Group chief executive Nigel Wilson said the asset growth meant LGIM is now the 10th biggest asset manager in the world.
The growth was driven by £86.1 billion in market movements and £9.9 billion in net inflows, two thirds of which came at LGIM’s solutions business. L&G said a “significant appreciation in asset values” towards the end of June helped propel assets, indicating its funds arm was a substantial beneficiary from the market movements caused by the UK’s decision on June 23 to leave the European Union.
LGIM’s international business recorded net inflows of £6.7 billion, compared with £5.4 billion in the first half of 2015, with positive flows in the US, Europe, the Gulf and Asia the key growth drivers. Total international assets under management now stand at £151.9 billion, a 31% increase on a year ago.
Wilson said in a pre-recorded presentation: “This reflects the fact that though the asset markets have been difficult, the areas that we have been concentrating on have been doing pretty well, so we are very happy with the performance in the first six months of the year.”
LGIM said its defined contribution client base now stood at over 2 million customers on its workplace platform, with Wilson stating there was no reason why the firm couldn’t aim for 20 million members.
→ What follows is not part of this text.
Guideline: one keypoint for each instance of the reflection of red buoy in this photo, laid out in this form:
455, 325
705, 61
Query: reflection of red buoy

In what L&G described as an “extremely difficult period”, the asset manager’s retail business also saw external net inflows of £0.7 billion over the first half, up on £0.3 billion a year earlier.
Although LGIM’s total external net inflows of £9.6 billion were down compared with £13.8 billion a year ago, the firm said it was “well-positioned to handle the uncertain economic and political environment that lies ahead, and continuing fee pressure in asset management markets”.
The firm’s real assets business, where net inflows dropped to £0.1 billion from £0.4 billion a year earlier, had been “impacted by the uncertainty” caused by the EU membership referendum, which hit property dealmaking.
LGIM was, however, one of the few firms able to keep its UK property fund open following the investor panic caused by the vote.
LGIM’s revenues edged up to £353 million from £347 million a year earlier, with management fee revenues also increasing 4% to £337 million, although operating profit slipped to £174 million from £179 million.
LGIM’s liability-driven investment and multi-asset business both grew during the first half of 2016. The firm has said it wants to gain market share in pooled LDI solutions, which it has identified as the fastest-growing segment of the market. Net inflows for its solutions products, which include LDI and multi-asset products, were £6.7 billion compared with £12.3 billion a year ago.
In terms of L&G’s broader outlook, the insurer said: “Although no business model can be immunised against slowing global economic activity, the opportunities available to the group should remain largely unchanged and we will strive to execute our strategy successfully to deliver profitable growth.”